Enable underlying data masking
The setup has four steps: select a masking scenario, create a data masking rule, optionally configure a whitelist, and enable masking for the target project.
Step 1: Select a masking scenario
-
In the navigation pane, click Rule Configuration > Data Masking Management.
-
In the Masking Scenario area, select Underlying masking scenario > MaxCompute engine layer masking_New.
To also see masking applied within the DataWorks interface (Data Development and Data Map), enable Data Development/Data Map Display Masking. For details on creating masking scenarios, see Create a data masking scenario.
Step 2: Create a data masking rule
Create a new data masking rule to define which sensitive fields to mask and how.

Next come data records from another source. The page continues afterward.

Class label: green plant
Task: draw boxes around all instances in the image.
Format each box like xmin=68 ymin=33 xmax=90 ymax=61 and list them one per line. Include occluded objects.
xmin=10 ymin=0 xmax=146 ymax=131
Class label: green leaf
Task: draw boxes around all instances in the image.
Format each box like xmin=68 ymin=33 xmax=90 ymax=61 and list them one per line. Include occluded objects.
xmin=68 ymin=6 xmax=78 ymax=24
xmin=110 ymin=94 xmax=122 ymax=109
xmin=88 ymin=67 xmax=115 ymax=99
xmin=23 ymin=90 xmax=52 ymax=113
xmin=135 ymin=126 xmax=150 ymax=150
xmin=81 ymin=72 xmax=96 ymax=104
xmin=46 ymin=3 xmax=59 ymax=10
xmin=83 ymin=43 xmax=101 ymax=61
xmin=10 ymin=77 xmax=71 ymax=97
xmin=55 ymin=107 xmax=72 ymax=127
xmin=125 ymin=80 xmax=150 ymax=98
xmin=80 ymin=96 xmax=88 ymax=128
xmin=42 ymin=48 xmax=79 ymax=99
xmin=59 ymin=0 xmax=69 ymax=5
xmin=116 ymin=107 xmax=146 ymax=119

Step 3: (Optional) Configure a whitelist
A whitelist exempts specific users from masking rules during a defined period. Users who query sensitive data outside the effective period are still masked.
-
On the Data Masking Management page, click Whitelist Configuration.
-
In the upper-right corner, click +Whitelist.
-
In the Create Whitelist dialog box, set Sensitive Field Type, User Group Scope, and Effective Period.
Step 4: Enable masking for the project
-
Click MaxCompute engine layer masking_New to show all MaxCompute projects for which underlying data masking is enabled.
-
Toggle the Status switch for the target project to enable the underlying data masking rule.
Verify masking results
After enabling masking, run a query to confirm that sensitive values are masked in the results.
The following example uses the odpscmd client in the China (Hangzhou) region.
Underlying data masking for MaxCompute is applied at the session level when querying through odpscmd.
-
Run a query against a table that contains sensitive data:
select * from table; -
Review the query results. Sensitive field values should appear masked.